The term transformer block is a somewhat loose piece of jargon that has emerged since Vaswani, et al. (2017) introduced it. That original transformer consists of two “stacks” of such blocks: an encoder and a decoder. The blocks in each stack differed in that the former are bi-directional and the latter are unidirectional, but have many similarities. Today, the term refers to the subunits of any conceptually similar model.

The canonical encoder and decoder transformer blocks are expressed in Figure 1 of the Vaswani paper:

Both blocks accept an input embedding. This embedding is projected into three vector spaces for each attention head: key (K), value (V), and query (Q). One or more attention mechanisms are applied to each head, and the results are concatenated. This concatenated feature vector is fed into a fully connected layer that learns non-linear dependencies within and between these features.

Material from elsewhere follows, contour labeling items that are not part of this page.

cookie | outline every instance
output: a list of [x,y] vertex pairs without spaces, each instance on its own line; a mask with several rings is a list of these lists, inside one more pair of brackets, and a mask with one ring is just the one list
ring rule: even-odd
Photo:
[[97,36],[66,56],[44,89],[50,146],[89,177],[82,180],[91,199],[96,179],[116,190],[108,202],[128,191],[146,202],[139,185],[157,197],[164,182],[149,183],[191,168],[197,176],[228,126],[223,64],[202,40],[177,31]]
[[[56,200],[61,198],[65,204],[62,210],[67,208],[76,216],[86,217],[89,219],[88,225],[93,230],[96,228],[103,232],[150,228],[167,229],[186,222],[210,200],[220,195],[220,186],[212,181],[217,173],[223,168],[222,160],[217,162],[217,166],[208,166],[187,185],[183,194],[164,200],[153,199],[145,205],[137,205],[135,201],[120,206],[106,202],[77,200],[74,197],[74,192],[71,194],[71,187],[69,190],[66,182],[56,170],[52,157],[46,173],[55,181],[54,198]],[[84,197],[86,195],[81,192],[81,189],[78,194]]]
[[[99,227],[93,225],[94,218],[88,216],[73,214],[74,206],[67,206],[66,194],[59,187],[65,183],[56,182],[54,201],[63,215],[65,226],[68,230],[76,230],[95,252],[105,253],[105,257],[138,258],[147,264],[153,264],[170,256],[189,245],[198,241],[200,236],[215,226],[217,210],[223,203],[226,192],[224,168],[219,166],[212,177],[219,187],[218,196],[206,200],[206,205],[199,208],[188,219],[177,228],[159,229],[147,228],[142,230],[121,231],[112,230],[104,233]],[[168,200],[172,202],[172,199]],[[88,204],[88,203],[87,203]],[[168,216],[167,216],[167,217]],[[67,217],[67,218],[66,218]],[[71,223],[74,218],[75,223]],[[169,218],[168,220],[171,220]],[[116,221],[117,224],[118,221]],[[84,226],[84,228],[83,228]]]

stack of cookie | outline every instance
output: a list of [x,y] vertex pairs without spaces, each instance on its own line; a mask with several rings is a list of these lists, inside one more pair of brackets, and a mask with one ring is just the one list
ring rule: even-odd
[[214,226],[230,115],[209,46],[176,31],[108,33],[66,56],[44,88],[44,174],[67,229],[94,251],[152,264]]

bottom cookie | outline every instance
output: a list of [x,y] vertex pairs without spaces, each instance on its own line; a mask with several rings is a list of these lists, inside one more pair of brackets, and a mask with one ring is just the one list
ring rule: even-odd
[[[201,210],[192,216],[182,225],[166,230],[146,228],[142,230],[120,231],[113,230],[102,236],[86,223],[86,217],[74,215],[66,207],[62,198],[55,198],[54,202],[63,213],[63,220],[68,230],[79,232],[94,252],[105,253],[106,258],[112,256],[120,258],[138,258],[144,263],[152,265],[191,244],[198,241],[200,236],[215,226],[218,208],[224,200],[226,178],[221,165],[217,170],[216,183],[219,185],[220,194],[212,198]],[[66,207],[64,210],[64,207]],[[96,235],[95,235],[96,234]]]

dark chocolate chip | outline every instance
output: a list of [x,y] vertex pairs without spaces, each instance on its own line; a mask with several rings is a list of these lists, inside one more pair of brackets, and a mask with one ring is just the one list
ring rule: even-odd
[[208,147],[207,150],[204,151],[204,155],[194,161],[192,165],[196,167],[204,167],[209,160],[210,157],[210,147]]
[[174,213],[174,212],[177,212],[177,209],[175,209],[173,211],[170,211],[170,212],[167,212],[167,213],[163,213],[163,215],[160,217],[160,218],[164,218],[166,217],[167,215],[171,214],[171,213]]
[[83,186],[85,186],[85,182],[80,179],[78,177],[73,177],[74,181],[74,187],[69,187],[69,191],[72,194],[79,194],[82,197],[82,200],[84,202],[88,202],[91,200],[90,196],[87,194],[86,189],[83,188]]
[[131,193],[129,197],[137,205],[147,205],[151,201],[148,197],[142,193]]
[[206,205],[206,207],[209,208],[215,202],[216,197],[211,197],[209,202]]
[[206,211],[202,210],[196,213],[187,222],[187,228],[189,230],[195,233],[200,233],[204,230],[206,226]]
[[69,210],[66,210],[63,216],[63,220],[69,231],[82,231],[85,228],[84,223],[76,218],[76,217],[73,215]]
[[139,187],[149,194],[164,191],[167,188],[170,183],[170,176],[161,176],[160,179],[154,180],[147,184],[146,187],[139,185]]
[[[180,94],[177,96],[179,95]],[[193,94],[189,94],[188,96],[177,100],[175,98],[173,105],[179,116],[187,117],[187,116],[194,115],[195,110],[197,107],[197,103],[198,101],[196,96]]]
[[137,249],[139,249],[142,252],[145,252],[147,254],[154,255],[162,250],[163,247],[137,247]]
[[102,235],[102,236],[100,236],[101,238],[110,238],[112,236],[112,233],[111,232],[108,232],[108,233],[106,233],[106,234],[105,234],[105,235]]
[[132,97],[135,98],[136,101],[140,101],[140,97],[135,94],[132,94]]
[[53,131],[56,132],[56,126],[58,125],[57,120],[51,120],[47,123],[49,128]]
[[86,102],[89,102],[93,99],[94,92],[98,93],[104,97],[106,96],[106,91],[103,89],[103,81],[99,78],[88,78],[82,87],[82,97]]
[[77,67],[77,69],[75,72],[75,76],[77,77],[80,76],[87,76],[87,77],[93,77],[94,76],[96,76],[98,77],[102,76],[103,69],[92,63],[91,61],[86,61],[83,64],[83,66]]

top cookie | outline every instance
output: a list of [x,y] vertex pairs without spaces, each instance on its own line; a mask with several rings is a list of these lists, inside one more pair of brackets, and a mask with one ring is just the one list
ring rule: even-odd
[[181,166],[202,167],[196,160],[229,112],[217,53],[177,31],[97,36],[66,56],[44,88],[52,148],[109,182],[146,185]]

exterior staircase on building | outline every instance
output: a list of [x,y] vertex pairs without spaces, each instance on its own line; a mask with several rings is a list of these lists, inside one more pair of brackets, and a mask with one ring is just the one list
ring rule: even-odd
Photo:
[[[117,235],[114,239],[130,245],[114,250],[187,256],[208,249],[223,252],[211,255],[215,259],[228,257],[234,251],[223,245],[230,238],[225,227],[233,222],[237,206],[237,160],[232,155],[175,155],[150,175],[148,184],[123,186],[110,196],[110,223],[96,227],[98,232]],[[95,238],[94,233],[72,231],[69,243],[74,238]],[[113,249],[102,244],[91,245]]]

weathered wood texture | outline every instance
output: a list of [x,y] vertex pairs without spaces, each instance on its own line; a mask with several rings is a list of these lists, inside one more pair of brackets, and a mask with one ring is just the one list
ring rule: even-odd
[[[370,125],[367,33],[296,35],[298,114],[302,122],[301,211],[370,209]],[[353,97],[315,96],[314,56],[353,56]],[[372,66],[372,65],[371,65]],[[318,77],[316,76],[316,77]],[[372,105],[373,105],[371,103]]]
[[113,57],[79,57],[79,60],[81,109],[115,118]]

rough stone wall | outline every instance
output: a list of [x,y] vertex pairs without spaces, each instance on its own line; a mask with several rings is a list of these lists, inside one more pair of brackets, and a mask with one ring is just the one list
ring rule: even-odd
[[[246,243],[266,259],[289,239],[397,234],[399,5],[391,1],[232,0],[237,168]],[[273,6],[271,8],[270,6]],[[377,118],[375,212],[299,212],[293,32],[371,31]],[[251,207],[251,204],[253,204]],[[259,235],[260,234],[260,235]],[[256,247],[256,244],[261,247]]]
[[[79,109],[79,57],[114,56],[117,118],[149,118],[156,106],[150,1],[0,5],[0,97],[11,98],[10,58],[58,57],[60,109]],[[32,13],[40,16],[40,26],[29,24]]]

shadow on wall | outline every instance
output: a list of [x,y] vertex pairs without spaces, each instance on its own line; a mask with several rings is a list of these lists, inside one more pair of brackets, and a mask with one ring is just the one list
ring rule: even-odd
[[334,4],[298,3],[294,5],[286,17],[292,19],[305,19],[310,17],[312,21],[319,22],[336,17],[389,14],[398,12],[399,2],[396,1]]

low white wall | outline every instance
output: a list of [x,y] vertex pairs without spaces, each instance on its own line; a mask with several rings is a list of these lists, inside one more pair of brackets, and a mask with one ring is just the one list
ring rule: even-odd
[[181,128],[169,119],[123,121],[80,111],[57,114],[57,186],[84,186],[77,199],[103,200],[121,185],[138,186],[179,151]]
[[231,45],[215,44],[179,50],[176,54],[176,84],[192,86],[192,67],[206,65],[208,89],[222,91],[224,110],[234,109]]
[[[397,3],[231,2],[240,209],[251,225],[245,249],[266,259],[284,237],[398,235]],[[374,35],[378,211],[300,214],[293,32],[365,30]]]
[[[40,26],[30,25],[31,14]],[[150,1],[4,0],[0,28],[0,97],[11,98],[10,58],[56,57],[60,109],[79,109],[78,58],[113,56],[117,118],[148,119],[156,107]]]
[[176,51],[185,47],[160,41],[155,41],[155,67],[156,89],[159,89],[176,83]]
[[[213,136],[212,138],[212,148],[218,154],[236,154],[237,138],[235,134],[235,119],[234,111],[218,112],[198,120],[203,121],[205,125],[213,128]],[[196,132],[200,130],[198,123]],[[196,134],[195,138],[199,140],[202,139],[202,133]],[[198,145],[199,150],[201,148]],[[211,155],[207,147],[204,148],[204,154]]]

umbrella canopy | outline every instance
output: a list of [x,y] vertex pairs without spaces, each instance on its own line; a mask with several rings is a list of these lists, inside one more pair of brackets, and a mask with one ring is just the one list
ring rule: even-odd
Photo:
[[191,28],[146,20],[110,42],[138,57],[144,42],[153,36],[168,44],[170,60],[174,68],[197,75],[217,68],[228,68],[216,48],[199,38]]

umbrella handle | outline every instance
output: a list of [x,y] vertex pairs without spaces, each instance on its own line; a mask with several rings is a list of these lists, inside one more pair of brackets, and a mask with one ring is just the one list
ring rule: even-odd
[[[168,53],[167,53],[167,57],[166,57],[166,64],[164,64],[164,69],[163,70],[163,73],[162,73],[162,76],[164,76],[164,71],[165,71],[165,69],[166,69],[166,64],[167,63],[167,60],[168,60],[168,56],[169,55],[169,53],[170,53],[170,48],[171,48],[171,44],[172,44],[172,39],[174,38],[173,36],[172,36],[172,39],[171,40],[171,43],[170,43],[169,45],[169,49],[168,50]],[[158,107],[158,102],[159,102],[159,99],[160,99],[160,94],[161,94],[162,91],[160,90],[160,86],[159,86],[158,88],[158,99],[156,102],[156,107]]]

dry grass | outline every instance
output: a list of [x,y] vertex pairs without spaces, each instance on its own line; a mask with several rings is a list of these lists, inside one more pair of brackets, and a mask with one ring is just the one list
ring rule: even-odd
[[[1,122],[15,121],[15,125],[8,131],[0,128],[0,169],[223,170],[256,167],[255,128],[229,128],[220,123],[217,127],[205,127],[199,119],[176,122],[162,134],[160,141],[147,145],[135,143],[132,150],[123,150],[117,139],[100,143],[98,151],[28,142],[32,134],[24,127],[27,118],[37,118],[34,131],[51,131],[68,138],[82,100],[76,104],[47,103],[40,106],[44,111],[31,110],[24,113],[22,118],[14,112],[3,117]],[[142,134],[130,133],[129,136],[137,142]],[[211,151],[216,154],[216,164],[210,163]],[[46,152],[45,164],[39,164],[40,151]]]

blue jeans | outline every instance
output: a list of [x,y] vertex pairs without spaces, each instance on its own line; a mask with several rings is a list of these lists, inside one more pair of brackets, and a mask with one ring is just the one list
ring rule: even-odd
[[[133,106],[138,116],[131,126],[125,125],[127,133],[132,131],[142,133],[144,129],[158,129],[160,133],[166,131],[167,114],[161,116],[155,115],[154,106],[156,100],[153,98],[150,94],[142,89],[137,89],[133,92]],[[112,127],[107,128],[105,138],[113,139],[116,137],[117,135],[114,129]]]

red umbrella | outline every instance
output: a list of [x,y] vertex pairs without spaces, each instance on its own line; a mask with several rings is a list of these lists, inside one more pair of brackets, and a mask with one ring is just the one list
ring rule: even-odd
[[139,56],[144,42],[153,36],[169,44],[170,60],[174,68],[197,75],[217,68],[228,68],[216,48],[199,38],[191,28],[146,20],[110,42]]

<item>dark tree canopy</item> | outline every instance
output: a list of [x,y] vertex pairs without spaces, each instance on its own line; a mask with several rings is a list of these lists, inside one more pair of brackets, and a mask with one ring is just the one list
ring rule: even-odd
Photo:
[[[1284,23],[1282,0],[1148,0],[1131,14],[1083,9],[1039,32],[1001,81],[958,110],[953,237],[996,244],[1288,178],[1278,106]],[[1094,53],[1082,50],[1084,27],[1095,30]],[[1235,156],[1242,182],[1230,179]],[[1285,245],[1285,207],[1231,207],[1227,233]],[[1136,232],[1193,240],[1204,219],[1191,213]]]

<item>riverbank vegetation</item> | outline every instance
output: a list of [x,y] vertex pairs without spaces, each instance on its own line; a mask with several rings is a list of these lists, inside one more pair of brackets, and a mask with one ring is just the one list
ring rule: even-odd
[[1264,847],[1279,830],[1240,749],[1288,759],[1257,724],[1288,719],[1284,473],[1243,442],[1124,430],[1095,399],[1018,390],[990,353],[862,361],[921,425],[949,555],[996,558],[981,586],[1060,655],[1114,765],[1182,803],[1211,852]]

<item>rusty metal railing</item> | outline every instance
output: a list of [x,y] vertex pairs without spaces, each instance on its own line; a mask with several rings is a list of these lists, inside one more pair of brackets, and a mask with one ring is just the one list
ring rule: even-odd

Because these blocks tend to be stacked quite deep, they employ multiple mechanisms to prevent gradient instability. The figure above clearly shows skip connections and layer normalization (together, “Add & Norm”). Not shown is the use of dropout and attention scaling, though both are also used here.

The encoder and decoder blocks differ in their attention mechanisms.

The encoder block allows every non-padding position in the input sequence to attend to every other position (self-attention without masking). The resulting global context makes it much easier for the encoder to learn inter-dependencies, but not sequential dependencies. BERT’s masked language modeling task leverages this contextual understanding to greatly excel its conceptual predecessor, continuous bag of words.

The decoder block masks all target positions subsequent to the query. (In encoder-decoder models such as Vaswani, though, every position has unmasked access to the entire input sequence via cross-attention.) This causes the decoder to discover sequential dependencies between the preceding elements of a sequence and the next one. Because decoder-only models such as the GPT do not require cross-attention, they can apply masking to all positions simultaneously (causal masking) via algebra rather than sequentially via iterative decoding.